LIFESTYLE

Not Eating Breakfast Could Double Risk Of Heart Disease

As many as one in five UK adults don’t eat breakfast every day.

02/10/2017 19:00 SAST | Updated 02/10/2017 19:00 SAST

People who skip breakfast or eat very little first thing could be doubling their risk of cardiovascular disease, a new study has found.

Cardiovascular disease is one of the main causes of death and disability in the UK. It is often associated with atherosclerosis, a build-up of fat inside the arteries.

New research found people whose breakfast contained less than 5% of the recommended daily calorie intake (100 calories for a daily intake of 2,000) had twice the number of atherosclerotic plaques as those who ate a high-energy breakfast.

The report, published in the Journal of American College of Cardiology (JACC), confirms the importance of eating breakfast for heart health and researchers said the findings could have important implications for public health.

LeoPatrizi via Getty Images

Researchers analysed 4,000 middle-aged office workers and monitored the prevalence and progression of atherosclerotic plaques - fatty deposits in the walls of arteries that first appear at a young age, but in these early phases do not produce any symptoms.

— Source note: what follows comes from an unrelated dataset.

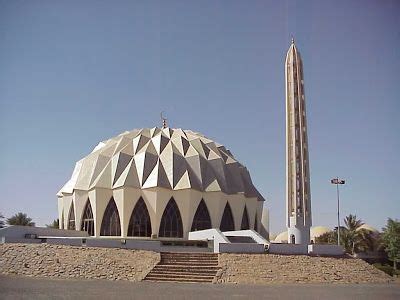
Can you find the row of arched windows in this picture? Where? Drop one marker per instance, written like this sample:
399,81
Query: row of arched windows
140,224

Often, most people with atherosclerosis don’t know they have it until they get symptoms like angina or have a heart attack or stroke.

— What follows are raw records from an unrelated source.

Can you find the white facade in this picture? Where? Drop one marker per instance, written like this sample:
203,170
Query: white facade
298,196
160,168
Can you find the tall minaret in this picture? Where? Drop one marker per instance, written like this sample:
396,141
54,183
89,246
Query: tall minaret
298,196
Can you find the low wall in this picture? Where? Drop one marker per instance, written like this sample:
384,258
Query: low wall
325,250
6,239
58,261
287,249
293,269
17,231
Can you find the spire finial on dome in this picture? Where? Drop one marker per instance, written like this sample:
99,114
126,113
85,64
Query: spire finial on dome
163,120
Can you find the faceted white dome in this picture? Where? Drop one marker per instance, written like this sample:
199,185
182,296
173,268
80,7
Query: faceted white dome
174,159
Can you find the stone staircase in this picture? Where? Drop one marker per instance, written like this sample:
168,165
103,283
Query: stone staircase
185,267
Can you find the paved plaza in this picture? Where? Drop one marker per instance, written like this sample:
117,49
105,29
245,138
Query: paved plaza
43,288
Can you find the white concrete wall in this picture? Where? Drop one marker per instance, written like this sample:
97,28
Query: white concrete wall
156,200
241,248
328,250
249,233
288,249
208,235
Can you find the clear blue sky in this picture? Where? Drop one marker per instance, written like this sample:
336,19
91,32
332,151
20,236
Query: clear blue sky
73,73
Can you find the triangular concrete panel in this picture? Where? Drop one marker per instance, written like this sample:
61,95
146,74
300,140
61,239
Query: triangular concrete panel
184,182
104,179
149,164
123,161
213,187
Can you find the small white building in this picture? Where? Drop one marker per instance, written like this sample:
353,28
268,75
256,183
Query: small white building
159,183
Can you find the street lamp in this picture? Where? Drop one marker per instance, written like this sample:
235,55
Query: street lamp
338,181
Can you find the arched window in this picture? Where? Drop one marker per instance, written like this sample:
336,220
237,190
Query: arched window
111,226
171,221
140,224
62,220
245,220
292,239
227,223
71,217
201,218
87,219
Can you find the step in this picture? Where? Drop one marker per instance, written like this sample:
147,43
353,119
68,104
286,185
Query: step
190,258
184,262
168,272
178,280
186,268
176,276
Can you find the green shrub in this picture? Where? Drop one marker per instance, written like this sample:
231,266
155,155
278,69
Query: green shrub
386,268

Out of the 4,000 participants, 20% regularly ate a high-energy breakfast, providing more than 20% of the recommended calorie intake. The largest proportion, 70%, ate a low-energy breakfast (between 5% and 20% of daily calorie intake). Meanwhile 3% either skipped breakfast or ate very little.

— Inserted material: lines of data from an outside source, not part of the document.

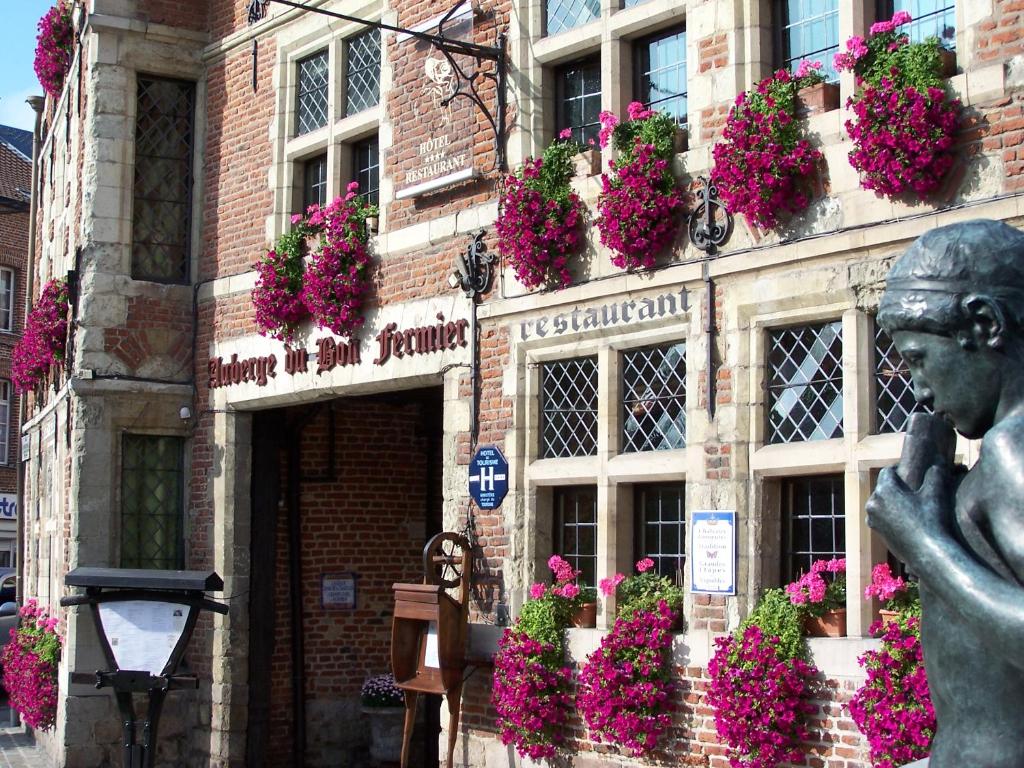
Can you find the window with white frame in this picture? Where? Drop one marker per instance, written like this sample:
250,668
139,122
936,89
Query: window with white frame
6,299
805,383
654,398
659,69
311,95
363,72
568,408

Individuals in this last category spent less than five minutes on breakfast, consuming only coffee or fruit juice, or skipped breakfast entirely.

Ultrasound technology discovered that people who skipped breakfast had 1.5 times more atherosclerotic plaques in the arteries than those who had an energy-rich breakfast every day.

What’s more, in some areas of the heart the number of plaques were 2.5 times higher in participants who skipped breakfast or ate very little.

Irina Uzhova, lead author of the study and researcher from the Centro Nacional de Investigaciones Cardiovasculares Carlos III (CNIC), said people who skipped breakfast were also more likely to have unhealthy lifestyle habits.

According to the British Heart Foundation (BHF), you can reduce your risk of atherosclerosis by:

:: Not smoking

:: Reducing blood pressure

:: Exercising

:: Reducing cholesterol levels

Tracy Parker, senior dietician at the British Heart Foundation (BHF), told HuffPost UK: “Coronary heart disease is one of the UK’s biggest killers, and extensive research has already shown that skipping breakfast may increase your risk of this devastating condition. This study is yet another reminder that it’s not only what we eat, but when we eat it that affects our risk.”

She added: “Worryingly as many as one in five adults in the UK don’t eat breakfast every day. Studies like this should serve as good food for thought for those wanting to skip breakfast, and inspire us all to eat a healthy meal to kick-start our day and maintain a healthy heart.”

CNIC researchers said a “high-energy” breakfast could consist of a cup of coffee, milk or yogurt, fruit, and wholemeal bread with tomato and olive oil.